Sans doute au fait que, jusqu'à une date relativement récente, la langue malgache a été uniquement parlée et n'avait pas à proprement dire de littérature. Le besoin d'exprimer des pensées aussi clairement qu’il se peut, afin de transmettre, est pourtant inné en toute homme. La langue n’était pas écrite, il fallait, pour conserver des idées, rechercher par-dessus tout la concision. Aussi peut-on définir le proverbe une vérité de grand bon sens, formulée en peu de mots. La brièveté de ces adages a facilité leur transmission à travers les âges. La tradition orale ne les a pas modifiés et ils ont échappé à l’oubli grâce à l’emploi de mots justes et surtout évocateurs.

Les proverbes n’ont pas eu besoin de passer « vingt fois sur le métier » pour arriver) cette formule parfaite qui les grave dans la mémoire : le génie populaire qui les a produits les a aussi dotés d’une forme impérissable. Tel d’entre eux constitue un petit drame, par exemple le suivant, emprunté au recueil de Cousins et Parrett que M. Modain a traduit en y joignant des notes explicatives du plus haut intérêt :

« Les membres d’une famille sont comme les taureaux de combat : il ne faut ni applaudir les vainqueurs ni huer les vaincus. »

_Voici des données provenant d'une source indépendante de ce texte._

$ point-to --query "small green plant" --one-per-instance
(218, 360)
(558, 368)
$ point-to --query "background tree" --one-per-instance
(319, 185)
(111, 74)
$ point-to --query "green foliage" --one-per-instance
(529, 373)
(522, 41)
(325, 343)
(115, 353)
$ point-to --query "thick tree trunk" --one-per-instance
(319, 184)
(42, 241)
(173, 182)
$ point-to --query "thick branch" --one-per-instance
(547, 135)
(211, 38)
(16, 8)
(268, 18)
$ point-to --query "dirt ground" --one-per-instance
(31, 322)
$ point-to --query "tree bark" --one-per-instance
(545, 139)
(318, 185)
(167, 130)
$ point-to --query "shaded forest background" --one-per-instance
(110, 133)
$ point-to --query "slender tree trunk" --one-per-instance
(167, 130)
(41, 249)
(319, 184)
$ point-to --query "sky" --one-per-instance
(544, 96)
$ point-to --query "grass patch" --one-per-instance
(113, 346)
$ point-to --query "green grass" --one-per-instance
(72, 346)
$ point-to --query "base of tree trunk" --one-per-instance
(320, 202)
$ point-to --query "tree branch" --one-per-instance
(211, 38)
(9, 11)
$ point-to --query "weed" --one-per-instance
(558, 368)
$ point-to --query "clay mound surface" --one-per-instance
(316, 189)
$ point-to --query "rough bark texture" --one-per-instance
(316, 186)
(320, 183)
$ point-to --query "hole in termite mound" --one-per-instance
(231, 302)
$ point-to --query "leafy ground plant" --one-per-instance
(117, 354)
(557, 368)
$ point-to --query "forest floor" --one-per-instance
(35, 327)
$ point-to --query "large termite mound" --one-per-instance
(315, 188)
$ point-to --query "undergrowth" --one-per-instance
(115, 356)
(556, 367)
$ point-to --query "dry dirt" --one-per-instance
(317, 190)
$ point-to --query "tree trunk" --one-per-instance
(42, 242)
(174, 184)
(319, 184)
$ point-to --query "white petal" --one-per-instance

(Adin’ombalahy ny mpianakavy : ny mahery tsy hobiana, ny resy tsy akoraina).

 

Un autre se présente comme un ravissant petit tableau :

« N’imitez pas en amour le torrent produit par l’averse diluvienne ; il grossit vite, mais est bientôt sec. Imitez plutôt la petite source dans le sable ; on ne se doutait pas de son existence, et pourtant on y a puisé. » (trad. M. Mondain)

Bien peu de proverbes français revêtant une telle ampleur. Ce n’est là rien qu’un poème en miniature se rapprochant des hainteny, ces madrigaux familiers à la langue malgache ; cela fait déjà penser à de petites fables.

L’intérêt du proverbe consiste, presque dans tous les cas, dans un rapprochement ingénieux entre des situations ou des états d’ordre matériel et une application morale à la vie humains. Cela apparaît très nettement dans le suivant :

« Des fleurs cachées dans l’herbe sont autant plus parfumées qu’on les piétine davantage (voninkazo anaty ahitra, hosena vao mamerovero).

Entendez que la réputation d’un homme ne sera nullement ternie par les calomnies qui s’exerceront contre lui, bien au contraire.

L’auteur anonyme, et peut-être même collectif, se propose presque toujours de recréer, de persuader en amusant. Mais son but est de moralisateur. On a dit autrefois de la comédie qu’elle châtiait les mœurs par le ridicule. Cette définition est également applicable au proverbe qui consiste tout à la fois une réaction vigoureuse contre les tristesses de la vie humaine et une mise en garde, un effort en vue d’orienter l’homme selon les normes de l’humanité et du bon sens.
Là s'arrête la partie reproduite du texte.